Further complicating matters, she added, was Alberta Health Services’ refusal “to grant any of the Moose & Squirrel physicians locum privileges unless they were specifically working for another doctor and only for that day in question.”
While the Moose & Squirrel physicians have locum status in Central Zone as well as other zones in Alberta and other provinces and territories, Warren said officially, they are unable to do anything in Sundre unless forms are submitted and approved.
“None of which has happened as of now,” she said.
Additionally, she said the use of locum physicians from out-of-town means a reduced continuity of care since the doctors are dealing with patients they aren’t familiar with.

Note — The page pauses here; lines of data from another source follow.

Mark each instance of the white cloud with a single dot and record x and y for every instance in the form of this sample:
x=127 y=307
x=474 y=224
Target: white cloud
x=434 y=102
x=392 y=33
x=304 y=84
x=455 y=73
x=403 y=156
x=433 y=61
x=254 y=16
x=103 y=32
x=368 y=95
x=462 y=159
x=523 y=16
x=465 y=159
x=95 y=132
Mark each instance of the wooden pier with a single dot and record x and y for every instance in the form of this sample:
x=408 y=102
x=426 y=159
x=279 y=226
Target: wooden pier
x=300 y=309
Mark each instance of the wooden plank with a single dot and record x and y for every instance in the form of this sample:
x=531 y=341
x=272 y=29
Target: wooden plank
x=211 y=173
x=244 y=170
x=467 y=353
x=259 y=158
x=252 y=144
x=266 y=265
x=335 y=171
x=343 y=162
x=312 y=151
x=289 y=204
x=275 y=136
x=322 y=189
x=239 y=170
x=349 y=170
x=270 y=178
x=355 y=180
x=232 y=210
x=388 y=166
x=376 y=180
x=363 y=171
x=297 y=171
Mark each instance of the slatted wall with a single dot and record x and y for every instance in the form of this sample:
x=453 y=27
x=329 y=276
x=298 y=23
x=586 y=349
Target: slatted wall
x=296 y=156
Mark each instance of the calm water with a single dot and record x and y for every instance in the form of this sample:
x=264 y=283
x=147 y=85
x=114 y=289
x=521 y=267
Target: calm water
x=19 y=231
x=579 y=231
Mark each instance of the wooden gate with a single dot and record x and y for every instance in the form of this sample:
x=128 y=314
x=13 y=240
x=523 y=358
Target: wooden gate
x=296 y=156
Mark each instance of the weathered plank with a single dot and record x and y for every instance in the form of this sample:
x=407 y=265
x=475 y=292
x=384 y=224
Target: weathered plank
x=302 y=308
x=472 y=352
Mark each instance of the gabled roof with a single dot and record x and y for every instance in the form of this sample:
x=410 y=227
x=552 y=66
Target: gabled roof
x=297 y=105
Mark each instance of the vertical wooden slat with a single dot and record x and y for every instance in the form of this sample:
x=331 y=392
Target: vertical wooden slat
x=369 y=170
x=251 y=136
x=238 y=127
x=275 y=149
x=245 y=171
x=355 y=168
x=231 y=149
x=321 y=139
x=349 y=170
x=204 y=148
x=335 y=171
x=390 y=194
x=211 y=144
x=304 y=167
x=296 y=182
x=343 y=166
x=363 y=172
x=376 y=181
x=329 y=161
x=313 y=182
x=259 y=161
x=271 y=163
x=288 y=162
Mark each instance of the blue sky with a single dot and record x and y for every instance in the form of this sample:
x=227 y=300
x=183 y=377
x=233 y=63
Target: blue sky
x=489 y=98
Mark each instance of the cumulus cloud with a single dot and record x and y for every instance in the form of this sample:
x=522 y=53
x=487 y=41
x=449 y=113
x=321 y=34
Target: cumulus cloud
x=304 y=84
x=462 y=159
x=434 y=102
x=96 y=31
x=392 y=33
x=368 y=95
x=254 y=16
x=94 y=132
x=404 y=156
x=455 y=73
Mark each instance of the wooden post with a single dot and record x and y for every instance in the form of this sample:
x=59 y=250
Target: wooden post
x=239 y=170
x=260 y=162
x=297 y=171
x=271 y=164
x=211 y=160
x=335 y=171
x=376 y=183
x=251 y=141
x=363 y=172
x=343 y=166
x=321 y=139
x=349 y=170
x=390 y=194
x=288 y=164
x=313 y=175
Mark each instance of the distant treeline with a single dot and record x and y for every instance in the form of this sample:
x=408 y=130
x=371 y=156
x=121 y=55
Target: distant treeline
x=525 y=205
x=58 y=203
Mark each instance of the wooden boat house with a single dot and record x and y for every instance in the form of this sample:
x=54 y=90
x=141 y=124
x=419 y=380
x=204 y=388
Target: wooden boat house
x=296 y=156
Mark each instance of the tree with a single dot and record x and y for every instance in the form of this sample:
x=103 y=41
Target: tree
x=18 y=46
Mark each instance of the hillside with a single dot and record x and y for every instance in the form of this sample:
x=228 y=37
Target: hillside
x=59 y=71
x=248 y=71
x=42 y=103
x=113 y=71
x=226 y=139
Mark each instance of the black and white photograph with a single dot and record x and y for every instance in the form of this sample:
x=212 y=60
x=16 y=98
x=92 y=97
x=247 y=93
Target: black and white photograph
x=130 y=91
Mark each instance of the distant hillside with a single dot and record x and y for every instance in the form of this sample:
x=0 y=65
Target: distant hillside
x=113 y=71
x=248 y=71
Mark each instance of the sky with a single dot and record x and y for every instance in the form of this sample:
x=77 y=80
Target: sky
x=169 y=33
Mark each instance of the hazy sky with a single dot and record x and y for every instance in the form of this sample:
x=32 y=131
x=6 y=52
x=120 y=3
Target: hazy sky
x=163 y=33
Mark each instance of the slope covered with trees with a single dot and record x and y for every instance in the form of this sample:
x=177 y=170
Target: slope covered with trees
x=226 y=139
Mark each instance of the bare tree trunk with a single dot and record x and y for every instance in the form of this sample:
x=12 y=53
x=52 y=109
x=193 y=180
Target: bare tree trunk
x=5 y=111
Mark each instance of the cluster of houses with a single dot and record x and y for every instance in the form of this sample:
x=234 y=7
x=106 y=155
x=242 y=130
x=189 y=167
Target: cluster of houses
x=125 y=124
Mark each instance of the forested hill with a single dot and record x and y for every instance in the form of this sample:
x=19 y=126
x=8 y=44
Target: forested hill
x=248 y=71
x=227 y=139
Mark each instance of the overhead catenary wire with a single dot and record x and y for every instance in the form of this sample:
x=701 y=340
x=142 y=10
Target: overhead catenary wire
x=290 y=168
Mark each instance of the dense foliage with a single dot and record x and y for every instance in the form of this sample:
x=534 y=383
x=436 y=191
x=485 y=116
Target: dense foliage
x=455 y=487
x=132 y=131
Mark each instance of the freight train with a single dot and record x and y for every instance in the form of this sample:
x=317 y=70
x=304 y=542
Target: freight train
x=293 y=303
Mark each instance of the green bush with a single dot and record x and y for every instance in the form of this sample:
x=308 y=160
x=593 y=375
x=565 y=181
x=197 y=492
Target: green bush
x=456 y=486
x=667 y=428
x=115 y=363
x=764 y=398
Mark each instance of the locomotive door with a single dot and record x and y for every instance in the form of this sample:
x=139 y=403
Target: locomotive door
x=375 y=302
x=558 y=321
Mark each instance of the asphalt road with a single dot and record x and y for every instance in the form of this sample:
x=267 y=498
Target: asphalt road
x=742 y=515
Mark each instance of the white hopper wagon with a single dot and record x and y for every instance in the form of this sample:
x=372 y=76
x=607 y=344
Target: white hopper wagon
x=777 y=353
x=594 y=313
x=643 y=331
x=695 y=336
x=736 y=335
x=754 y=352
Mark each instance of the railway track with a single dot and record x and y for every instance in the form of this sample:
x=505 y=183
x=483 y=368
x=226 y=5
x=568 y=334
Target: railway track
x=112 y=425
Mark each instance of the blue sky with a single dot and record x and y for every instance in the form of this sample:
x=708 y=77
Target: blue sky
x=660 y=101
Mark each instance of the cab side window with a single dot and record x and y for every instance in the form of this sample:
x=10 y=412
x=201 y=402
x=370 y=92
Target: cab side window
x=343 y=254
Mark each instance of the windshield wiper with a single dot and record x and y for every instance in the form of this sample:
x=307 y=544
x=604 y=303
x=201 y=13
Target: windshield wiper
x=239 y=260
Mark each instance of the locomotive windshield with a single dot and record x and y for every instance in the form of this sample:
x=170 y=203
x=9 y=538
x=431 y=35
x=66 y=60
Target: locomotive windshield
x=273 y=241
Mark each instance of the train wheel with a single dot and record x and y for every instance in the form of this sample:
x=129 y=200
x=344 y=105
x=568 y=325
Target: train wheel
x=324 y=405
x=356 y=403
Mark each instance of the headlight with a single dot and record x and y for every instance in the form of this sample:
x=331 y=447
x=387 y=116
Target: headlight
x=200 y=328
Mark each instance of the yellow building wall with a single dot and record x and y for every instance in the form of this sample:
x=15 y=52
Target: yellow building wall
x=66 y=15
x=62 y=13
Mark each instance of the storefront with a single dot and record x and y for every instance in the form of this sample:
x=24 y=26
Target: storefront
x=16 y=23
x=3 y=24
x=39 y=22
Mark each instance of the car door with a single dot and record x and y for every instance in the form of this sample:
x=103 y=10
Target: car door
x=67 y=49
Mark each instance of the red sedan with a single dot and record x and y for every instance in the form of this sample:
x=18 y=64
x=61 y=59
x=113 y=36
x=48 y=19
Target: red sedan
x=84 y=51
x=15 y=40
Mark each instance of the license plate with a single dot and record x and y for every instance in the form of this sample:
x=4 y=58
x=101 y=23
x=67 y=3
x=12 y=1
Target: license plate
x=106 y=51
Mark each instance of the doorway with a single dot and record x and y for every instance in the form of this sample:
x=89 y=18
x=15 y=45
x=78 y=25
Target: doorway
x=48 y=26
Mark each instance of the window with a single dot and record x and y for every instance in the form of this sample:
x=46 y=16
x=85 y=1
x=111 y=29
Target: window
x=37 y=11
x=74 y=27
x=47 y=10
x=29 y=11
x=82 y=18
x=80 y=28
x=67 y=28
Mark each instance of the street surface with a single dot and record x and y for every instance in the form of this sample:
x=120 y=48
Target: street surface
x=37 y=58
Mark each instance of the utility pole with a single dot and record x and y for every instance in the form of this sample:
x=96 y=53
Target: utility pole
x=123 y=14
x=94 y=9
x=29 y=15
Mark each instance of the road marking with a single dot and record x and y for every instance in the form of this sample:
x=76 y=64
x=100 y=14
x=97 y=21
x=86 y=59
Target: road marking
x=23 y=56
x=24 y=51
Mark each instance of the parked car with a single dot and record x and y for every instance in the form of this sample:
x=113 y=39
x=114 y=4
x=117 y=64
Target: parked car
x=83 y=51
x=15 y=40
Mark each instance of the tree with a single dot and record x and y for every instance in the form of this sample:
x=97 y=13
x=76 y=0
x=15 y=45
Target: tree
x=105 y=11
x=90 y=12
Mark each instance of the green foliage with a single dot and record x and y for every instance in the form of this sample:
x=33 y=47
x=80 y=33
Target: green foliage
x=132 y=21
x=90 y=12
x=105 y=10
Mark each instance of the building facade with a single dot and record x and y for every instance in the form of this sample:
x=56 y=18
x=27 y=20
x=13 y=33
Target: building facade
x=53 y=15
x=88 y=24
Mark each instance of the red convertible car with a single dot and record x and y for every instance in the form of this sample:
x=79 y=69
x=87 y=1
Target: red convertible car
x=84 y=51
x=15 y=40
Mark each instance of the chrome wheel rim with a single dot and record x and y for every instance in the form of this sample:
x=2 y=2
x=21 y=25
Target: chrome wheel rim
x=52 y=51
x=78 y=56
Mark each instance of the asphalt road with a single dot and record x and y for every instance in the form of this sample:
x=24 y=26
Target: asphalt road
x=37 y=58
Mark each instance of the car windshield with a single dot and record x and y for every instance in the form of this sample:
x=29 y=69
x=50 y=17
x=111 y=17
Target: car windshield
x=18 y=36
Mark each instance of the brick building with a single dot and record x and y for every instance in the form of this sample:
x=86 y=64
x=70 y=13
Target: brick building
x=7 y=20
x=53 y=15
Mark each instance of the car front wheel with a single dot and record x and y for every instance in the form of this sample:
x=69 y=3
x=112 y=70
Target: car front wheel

With the exception to obstetrics, she said the procedures the Moose & Squirrel physicians used to provide at the hospital — including but not limited to stitching up lacerations, draining abscesses, initiating antibiotics and IVs if needed, excision of skin lesions for diagnosis and treatment, joint injections, wart treatment and IUD insertions and removals — are now being conducted in the clinic.
Furthermore, she said they are also offering services in non-AHS facilities such as the Sundre Seniors’ Supporting Living centre, with plans to expand their presence in Caroline a couple of days a week, “but likely not until fall.”
Kerry Williamson, a spokesperson with AHS, wrote in a press release issued July 3 that “there will be no gaps in physician coverage at Sundre Hospital and Care Centre (HCC), or any changes to patient care. Many local physicians have opted to keep their privileges and appointments at the Sundre HCC.
"Additionally, a number of the physicians who ended their full-time privileges have decided to provide locum coverage, should it be needed.”
The Albertan followed up with Warren for clarification on their status, and she said July 3, "We have appointments in AHS now as locums, but that is merely a title. We do not have privileges, which means we are inactive. We would need to apply for privileges and be approved by AHS to be allowed to work in any AHS facility, including here."